Q. It’s been 15 years since 9/11 and we all remember where you were that day and in your case it was preparing for Iowa State, a lot of fluidity that week, trying to figure out whether you were going to play or not. What do you recall of the process to go from whether or not you were going to play or not and then ultimately deciding to postpone the game?
COACH FERENTZ: You know, it’s interesting, Dan McCarney was here last Friday, as you know, and was in my office looking at pictures, myself and Joe Moore, and he asked when that was taken. It was actually the Friday night post 9/11 because our game got canceled. I flew back to Pittsburgh and watched the high school game, and so we were just talking about that event and just memories from that week, etc.

I remember like it was yesterday, being called into the video room, Matt Engelbert called me in to watch some of the footage. I mean, how could you even — at that time, couldn’t fathom that, and just unraveled from there.

You know, it was just really a unique time in our history, I guess probably the only comparative would be when JFK was assassinated, I guess in ’63 it would have been. Those are those moments that I think all of us remember where we were and what we were doing. Way beyond football, just the impact it’s had an all of our lives since that time.

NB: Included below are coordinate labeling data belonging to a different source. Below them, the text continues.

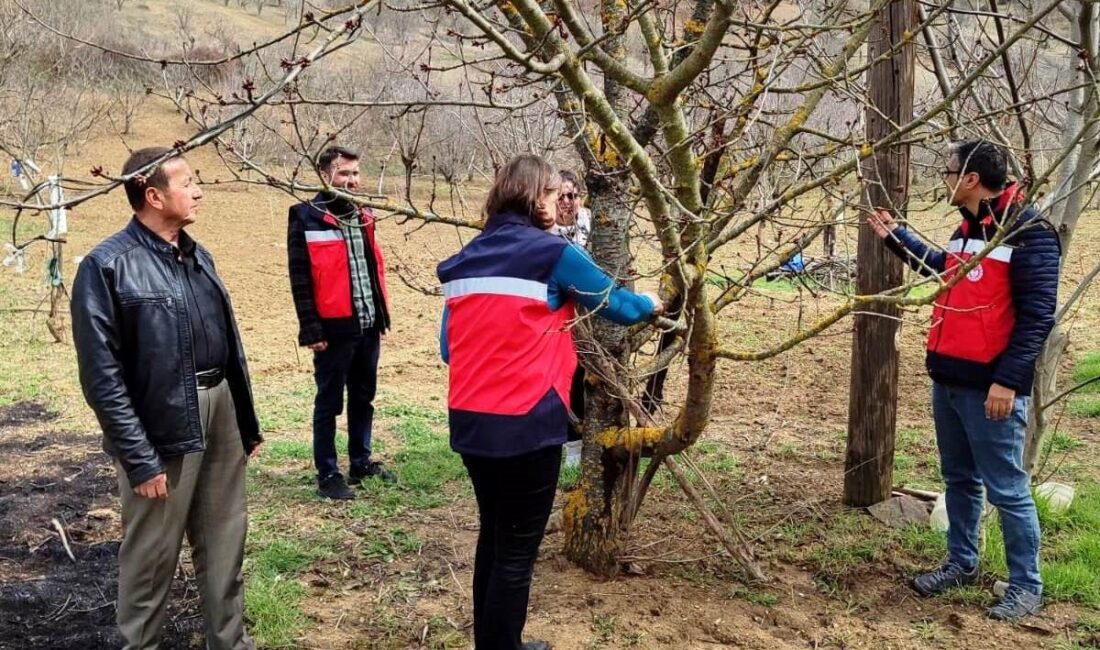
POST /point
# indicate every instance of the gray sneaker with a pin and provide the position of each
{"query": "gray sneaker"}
(1016, 604)
(948, 576)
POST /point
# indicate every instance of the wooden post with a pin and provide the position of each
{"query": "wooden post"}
(872, 407)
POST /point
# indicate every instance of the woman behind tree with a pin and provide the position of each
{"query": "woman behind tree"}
(509, 301)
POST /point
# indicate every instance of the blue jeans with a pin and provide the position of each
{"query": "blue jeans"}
(975, 452)
(351, 364)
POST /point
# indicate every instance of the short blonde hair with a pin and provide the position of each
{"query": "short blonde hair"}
(519, 185)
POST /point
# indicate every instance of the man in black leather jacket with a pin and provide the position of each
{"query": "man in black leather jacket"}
(162, 365)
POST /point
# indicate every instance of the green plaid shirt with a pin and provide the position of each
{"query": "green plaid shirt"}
(362, 293)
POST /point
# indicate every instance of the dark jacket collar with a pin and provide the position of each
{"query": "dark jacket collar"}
(329, 204)
(506, 219)
(151, 240)
(996, 209)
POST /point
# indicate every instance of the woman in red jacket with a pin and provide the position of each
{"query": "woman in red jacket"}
(506, 335)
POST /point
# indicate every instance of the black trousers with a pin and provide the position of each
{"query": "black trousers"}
(514, 500)
(353, 364)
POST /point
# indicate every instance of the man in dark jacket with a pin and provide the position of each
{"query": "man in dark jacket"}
(338, 281)
(987, 331)
(162, 365)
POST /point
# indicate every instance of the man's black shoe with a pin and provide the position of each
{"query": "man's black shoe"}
(375, 469)
(1016, 604)
(948, 576)
(333, 487)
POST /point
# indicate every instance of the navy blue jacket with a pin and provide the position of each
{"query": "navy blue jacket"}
(991, 326)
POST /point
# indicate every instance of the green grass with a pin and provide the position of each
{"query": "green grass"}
(279, 552)
(916, 461)
(1062, 442)
(274, 594)
(1086, 401)
(1070, 557)
(1088, 367)
(284, 403)
(426, 463)
(391, 544)
(273, 606)
(569, 477)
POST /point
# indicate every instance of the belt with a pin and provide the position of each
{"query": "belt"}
(209, 378)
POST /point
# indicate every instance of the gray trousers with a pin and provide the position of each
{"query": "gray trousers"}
(206, 500)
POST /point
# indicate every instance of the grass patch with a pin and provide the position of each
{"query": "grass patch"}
(284, 401)
(916, 461)
(392, 544)
(427, 462)
(569, 476)
(1085, 406)
(273, 595)
(273, 606)
(1088, 367)
(1070, 557)
(1086, 401)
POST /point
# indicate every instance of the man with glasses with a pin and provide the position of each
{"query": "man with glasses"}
(339, 285)
(574, 220)
(574, 223)
(987, 331)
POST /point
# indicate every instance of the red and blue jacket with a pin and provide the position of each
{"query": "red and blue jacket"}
(990, 327)
(320, 272)
(506, 334)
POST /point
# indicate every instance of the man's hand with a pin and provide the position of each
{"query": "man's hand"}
(658, 306)
(154, 488)
(999, 403)
(881, 222)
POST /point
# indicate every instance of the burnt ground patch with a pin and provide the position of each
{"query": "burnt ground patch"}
(21, 414)
(64, 605)
(48, 601)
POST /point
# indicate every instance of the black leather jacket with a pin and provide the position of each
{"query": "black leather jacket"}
(134, 350)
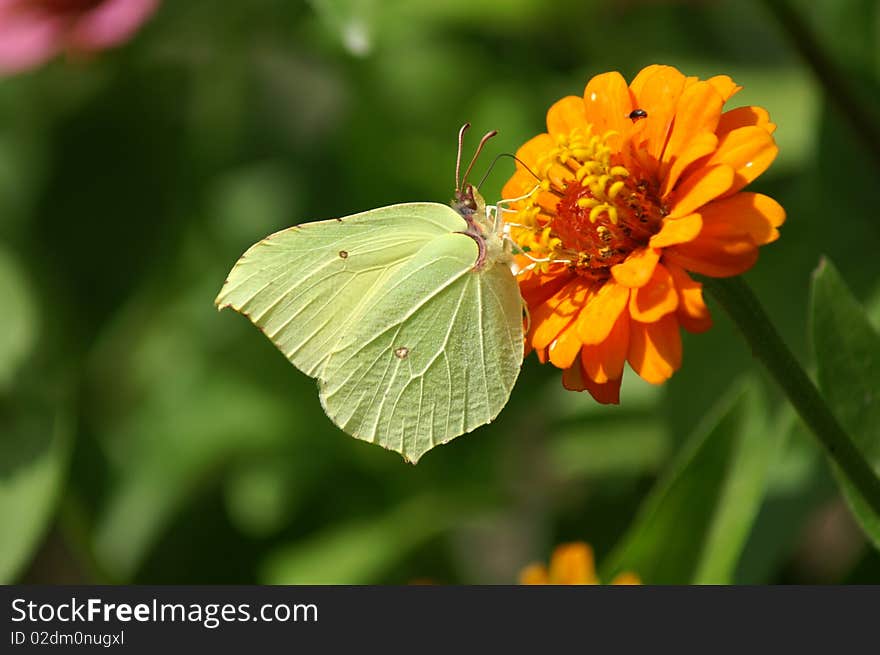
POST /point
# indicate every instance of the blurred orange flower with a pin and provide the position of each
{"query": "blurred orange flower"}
(637, 185)
(570, 564)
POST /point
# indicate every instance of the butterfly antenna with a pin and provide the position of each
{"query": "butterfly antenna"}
(515, 158)
(464, 128)
(485, 138)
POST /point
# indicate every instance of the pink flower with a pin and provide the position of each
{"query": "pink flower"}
(34, 31)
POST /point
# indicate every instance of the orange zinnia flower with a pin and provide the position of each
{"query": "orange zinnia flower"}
(636, 185)
(570, 564)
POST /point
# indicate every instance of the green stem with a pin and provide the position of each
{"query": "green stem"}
(840, 93)
(744, 308)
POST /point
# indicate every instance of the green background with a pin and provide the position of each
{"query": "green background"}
(146, 438)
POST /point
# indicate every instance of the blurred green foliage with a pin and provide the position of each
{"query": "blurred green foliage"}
(146, 438)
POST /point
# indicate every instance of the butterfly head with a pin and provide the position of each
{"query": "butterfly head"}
(468, 201)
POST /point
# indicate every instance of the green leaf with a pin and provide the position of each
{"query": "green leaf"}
(33, 459)
(360, 551)
(694, 524)
(848, 368)
(19, 324)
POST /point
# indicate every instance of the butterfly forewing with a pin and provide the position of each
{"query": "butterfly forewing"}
(433, 356)
(305, 287)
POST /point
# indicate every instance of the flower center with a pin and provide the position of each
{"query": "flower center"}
(603, 211)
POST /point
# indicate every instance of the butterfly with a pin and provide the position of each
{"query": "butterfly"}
(408, 316)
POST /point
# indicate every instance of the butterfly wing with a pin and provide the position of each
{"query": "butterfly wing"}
(434, 354)
(304, 287)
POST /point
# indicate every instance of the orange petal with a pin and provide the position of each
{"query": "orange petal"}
(566, 347)
(656, 299)
(748, 150)
(553, 316)
(698, 112)
(637, 269)
(574, 379)
(532, 150)
(565, 115)
(677, 230)
(725, 86)
(655, 349)
(573, 564)
(700, 146)
(536, 288)
(744, 117)
(534, 574)
(744, 213)
(692, 313)
(658, 95)
(542, 355)
(607, 103)
(700, 187)
(604, 362)
(642, 77)
(597, 318)
(715, 256)
(627, 578)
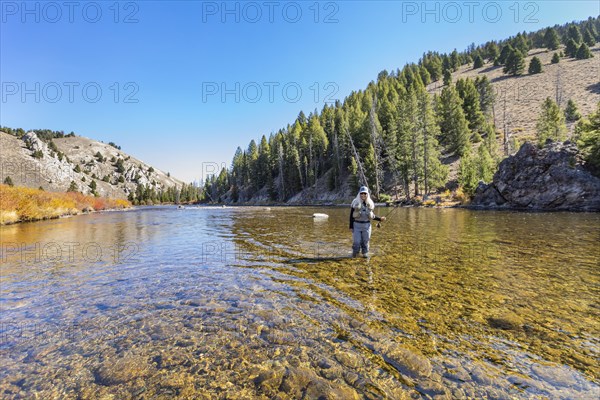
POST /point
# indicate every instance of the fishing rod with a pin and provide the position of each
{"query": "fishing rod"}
(388, 215)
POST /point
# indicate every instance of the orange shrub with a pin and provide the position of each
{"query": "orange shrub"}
(26, 204)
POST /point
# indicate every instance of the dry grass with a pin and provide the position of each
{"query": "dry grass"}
(19, 204)
(519, 99)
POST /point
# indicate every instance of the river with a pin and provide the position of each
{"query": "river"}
(256, 302)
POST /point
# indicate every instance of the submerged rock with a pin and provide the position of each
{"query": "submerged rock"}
(551, 178)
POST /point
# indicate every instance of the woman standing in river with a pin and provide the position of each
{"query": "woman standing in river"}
(361, 214)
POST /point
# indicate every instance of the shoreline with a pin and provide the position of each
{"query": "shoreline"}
(280, 205)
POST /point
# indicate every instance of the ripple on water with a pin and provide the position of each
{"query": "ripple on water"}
(230, 303)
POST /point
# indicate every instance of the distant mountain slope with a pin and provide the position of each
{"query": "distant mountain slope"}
(574, 79)
(53, 165)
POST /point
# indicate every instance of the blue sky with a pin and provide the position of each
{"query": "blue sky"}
(182, 84)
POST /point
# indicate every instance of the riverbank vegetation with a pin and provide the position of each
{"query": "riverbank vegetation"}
(19, 204)
(413, 131)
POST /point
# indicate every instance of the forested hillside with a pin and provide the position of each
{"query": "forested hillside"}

Q. Since it’s a bus trip, you’re not flying and going through all the logistical issues. If I remember right, you were one of the last games to call it off. Was it in part because of the bus?
COACH FERENTZ: I can’t remember the dynamics behind it but I think it was a Thursday when the decision was made. We were talking about that last Friday. I think it was Thursday morning, afternoon, when they made the final decision. But again, things like that just are so much bigger than what we’re doing here.

So you know, it’s just a perfectly logical decision. I can’t remember why it took that long to get there but it was the right decision certainly.

Q. When you talked about your longevity as coach, you said you had to have your wife’s blessing and family blessing. What’s the reaction in your camp about this extension, and can you see yourself coaching past 70 since there’s no cap?
COACH FERENTZ: Honestly I’m not sure anybody even knew that this was (signed) over in my family (before) it got announced today. My wife knew. I share most things with her, not all but most.

We’ll just take it year by year. I’ve never felt better physically or mentally. That’s a big part of it. Just kind of keep pushing forward. But yeah, most of all, what’s good about it is having a chance to play in a game like this, a series like this.

This is the time of year, quite frankly — cut the machine off so my wife doesn’t hear this. But this is the time of year we all love, because it’s 13 weeks where you’re just kind of right down the tracks, and every week is a unique challenge and that’s really the fun of it. So we are kind of finally in our game week routine. Last week took forever to get to kickoff, and now things are really flying by.

There’s no way to describe it. It’s a really unique thing and I just feel really privileged and honored to be able to do it in such a great place with so many great people.